Architecture‐Aware Block‐Level Pruning Across CNN Models for Breast Cancer Histopathology Image Classification
Samira Pouramin, Mahdi Nangir, Hadi SeyedarabiABSTRACT
Convolutional neural networks (CNNs) have achieved strong performance in medical image analysis; however, their deployment in edge computing environments remains challenging. This paper introduces an architecture‐aware block‐level pruning framework that progressively removes implementation‐level blocks from sequential (VGG16, VGG19) and branched (ResNet50, InceptionV3) CNN architectures.
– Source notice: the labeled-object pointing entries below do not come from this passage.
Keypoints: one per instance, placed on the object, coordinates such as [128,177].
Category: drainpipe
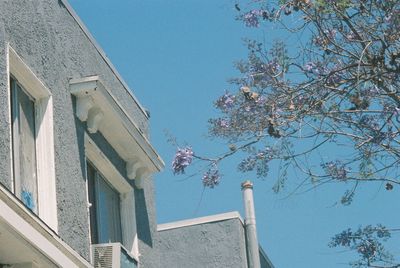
[253,255]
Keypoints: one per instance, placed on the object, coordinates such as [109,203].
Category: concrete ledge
[201,220]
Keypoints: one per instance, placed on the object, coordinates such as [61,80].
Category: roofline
[102,54]
[200,220]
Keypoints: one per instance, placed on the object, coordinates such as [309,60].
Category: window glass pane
[23,114]
[105,211]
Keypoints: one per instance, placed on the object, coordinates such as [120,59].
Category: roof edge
[200,220]
[85,30]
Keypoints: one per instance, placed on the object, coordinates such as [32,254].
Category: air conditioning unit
[112,255]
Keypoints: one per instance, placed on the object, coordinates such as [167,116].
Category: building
[75,185]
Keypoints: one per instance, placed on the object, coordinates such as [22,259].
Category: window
[24,147]
[32,141]
[111,202]
[105,214]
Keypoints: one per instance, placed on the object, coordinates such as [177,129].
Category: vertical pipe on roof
[253,255]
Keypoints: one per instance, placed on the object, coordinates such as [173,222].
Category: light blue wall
[53,45]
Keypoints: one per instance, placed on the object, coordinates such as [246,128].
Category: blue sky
[176,56]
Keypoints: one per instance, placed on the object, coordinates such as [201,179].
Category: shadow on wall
[142,218]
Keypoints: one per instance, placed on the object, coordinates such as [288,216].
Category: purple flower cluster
[336,170]
[251,18]
[211,177]
[225,102]
[183,158]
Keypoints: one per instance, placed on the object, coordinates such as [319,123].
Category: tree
[339,88]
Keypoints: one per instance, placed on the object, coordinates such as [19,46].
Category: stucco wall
[52,44]
[209,245]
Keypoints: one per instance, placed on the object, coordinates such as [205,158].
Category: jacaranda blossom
[183,158]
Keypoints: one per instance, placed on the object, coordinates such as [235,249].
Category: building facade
[75,180]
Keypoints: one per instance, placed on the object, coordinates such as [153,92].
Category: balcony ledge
[96,106]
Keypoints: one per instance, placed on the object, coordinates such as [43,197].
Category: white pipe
[250,226]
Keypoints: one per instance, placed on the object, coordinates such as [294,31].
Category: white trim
[201,220]
[16,216]
[262,252]
[97,106]
[72,12]
[46,178]
[127,206]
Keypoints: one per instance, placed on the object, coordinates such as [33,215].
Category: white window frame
[44,141]
[126,193]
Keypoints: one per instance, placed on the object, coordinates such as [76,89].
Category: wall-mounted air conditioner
[112,255]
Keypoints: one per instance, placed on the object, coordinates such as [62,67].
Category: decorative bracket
[95,117]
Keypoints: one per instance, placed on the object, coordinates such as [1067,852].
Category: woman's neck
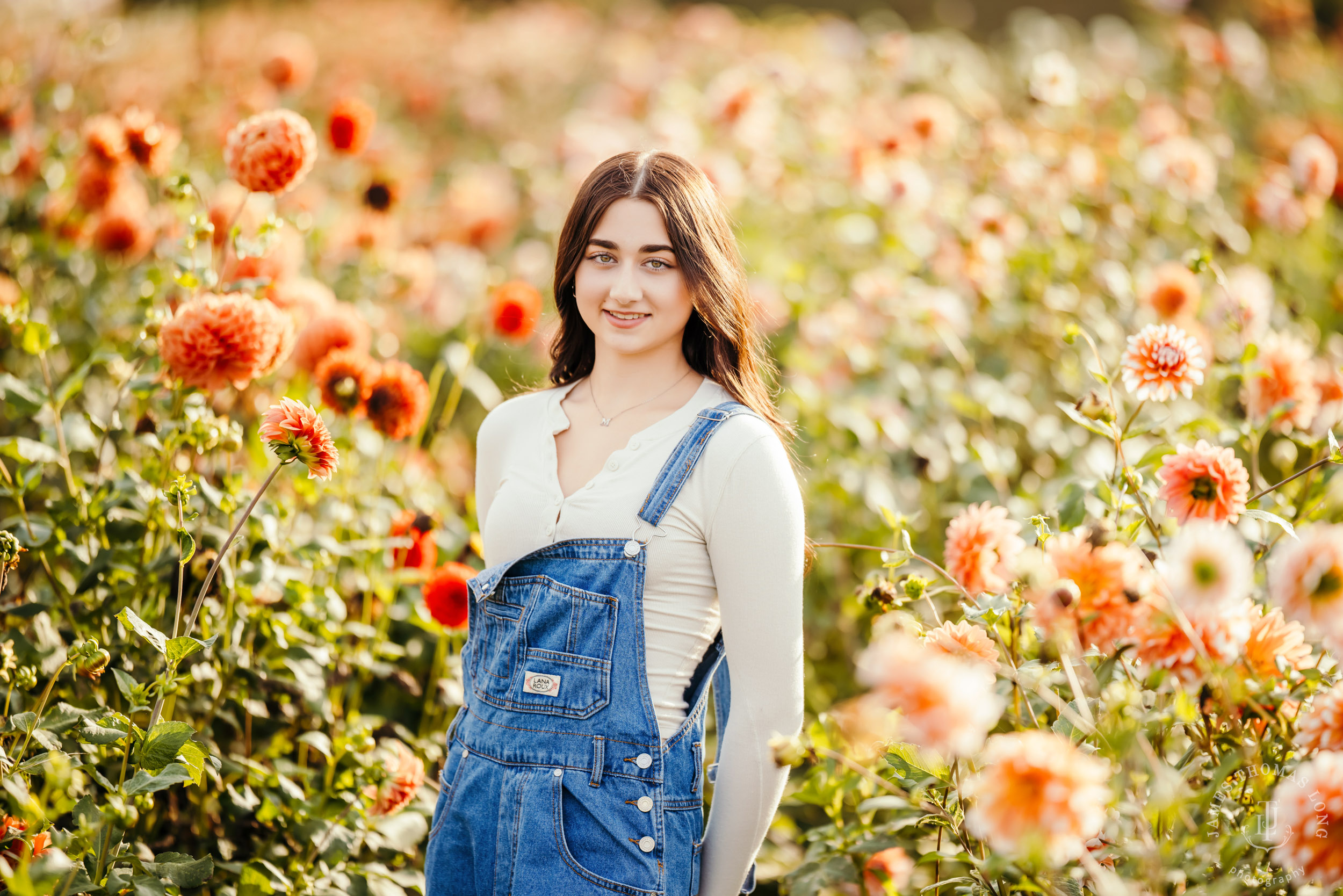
[625,379]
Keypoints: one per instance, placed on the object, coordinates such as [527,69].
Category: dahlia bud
[916,588]
[788,752]
[882,597]
[1065,593]
[10,551]
[1095,407]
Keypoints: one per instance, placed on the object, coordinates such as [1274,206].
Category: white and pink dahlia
[1162,362]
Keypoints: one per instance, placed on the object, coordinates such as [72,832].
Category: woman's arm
[755,543]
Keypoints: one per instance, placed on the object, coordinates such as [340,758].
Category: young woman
[641,522]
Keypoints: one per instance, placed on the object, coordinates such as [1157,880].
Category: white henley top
[730,555]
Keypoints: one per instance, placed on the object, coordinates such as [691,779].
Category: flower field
[1056,316]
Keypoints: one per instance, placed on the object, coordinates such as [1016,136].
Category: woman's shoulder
[515,413]
[743,433]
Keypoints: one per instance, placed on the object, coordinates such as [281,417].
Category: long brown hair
[720,339]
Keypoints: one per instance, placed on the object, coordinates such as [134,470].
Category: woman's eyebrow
[651,248]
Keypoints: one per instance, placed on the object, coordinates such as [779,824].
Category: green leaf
[1072,507]
[148,784]
[154,636]
[125,684]
[28,451]
[186,546]
[37,337]
[182,870]
[178,649]
[147,886]
[914,763]
[194,758]
[92,734]
[1271,518]
[33,762]
[1084,422]
[163,743]
[317,741]
[1154,454]
[20,395]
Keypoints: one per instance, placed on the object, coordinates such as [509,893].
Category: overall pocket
[547,648]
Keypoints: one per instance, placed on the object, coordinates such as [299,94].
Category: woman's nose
[626,286]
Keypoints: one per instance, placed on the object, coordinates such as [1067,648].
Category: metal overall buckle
[636,545]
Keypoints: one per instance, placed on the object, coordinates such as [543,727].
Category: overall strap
[684,457]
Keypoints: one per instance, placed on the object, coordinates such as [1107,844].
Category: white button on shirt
[728,551]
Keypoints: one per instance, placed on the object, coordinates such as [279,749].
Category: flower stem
[214,567]
[1318,464]
[42,704]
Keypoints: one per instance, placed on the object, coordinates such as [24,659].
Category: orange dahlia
[982,545]
[1282,378]
[289,61]
[1161,362]
[1328,388]
[122,229]
[1310,804]
[944,704]
[345,379]
[398,402]
[515,309]
[446,594]
[97,182]
[1224,629]
[1037,796]
[420,529]
[1174,291]
[1272,637]
[297,433]
[1306,580]
[351,125]
[339,327]
[1204,483]
[963,641]
[405,776]
[105,138]
[214,340]
[1320,727]
[887,872]
[1108,593]
[1315,168]
[272,152]
[148,140]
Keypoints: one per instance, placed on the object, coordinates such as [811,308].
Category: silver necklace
[606,421]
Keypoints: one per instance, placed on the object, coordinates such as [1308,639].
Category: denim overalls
[557,779]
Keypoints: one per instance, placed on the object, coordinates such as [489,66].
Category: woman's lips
[626,323]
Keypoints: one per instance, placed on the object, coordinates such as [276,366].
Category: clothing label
[541,684]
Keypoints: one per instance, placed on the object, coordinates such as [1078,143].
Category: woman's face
[629,285]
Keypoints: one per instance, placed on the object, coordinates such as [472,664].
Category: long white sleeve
[755,545]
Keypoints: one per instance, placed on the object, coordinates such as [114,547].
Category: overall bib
[557,779]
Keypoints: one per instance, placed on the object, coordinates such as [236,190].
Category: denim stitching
[558,789]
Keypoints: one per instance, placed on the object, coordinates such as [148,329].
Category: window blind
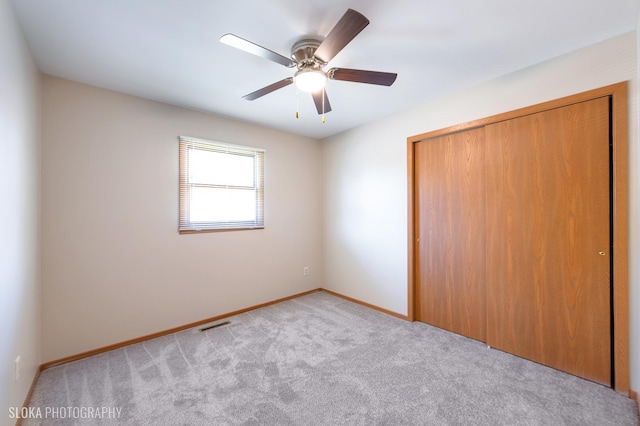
[221,186]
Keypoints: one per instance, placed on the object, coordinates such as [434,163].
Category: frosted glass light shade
[310,80]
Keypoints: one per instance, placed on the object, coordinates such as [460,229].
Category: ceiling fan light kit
[310,56]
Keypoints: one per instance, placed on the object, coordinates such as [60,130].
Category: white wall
[114,266]
[365,174]
[19,195]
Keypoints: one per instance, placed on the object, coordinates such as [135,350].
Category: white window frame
[187,184]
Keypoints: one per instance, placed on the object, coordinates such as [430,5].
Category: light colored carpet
[320,360]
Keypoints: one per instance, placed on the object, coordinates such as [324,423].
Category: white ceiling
[168,50]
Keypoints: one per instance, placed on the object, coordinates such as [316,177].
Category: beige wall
[19,195]
[114,266]
[365,174]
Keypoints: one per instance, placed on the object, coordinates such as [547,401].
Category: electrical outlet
[17,368]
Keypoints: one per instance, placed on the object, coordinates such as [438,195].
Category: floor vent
[215,326]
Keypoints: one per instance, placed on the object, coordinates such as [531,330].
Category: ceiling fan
[310,56]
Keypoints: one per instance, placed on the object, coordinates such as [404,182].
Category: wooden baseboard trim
[28,397]
[108,348]
[360,302]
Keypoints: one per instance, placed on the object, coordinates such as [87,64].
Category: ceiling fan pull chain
[323,96]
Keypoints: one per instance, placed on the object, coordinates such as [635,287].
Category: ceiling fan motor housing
[302,52]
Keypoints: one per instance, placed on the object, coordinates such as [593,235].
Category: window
[221,186]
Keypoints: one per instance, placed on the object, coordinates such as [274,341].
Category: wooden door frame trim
[620,133]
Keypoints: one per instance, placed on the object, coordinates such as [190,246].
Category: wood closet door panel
[548,285]
[450,233]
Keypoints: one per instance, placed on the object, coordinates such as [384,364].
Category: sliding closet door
[548,238]
[450,245]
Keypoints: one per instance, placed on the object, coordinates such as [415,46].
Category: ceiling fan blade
[254,49]
[268,89]
[317,99]
[362,76]
[346,29]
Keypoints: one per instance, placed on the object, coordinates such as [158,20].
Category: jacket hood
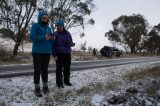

Each pruning step is followed by training under one of three paradigms—training from scratch, feature extraction, or fine‐tuning—and performance is evaluated through the accuracy–efficiency trade‐off and complementary metrics. To exploit the diverse and architecture‐dependent representations learned by the best‐performing models in each regime, a stacking ensemble strategy is employed. Experiments on the PatchCamelyon dataset reveal a distinctly architecture‐ and regime‐dependent pruning behavior: sequential models trained from scratch and fine‐tuned exhibit monotonic accuracy–efficiency degradation, while under feature extraction they show non‐monotonic patterns; branched architectures display non‐monotonic behavior across all regimes due to their multi‐path or residual block redundancy. Under moderate pruning, pruned Inception‐V3 model outperforms prior state‐of‐the‐art (SOTA) with a 5.47% accuracy improvement; under strong pruning, pruned Inception‐V3 and ResNet‐50 models exceed the literature with 4.37% and 5.38% accuracy enhancement, respectively. In aggressive pruning, two different pruned configuration of Inception‐V3 achieve superior performance relative to SOTA with 1.21% and 10% accuracy improvements. The stacking ensembles further yield 1.78%–6.61% accuracy gains, 2%–5% AUC improvements, and 4%–6% increases in F1‐score over individual CNN backbones. These findings demonstrate that the notable improvements obtained via ensemble learning reflect the strong capability of the pruned networks, which maintain excellent predictive behavior even with their compressed architectural design.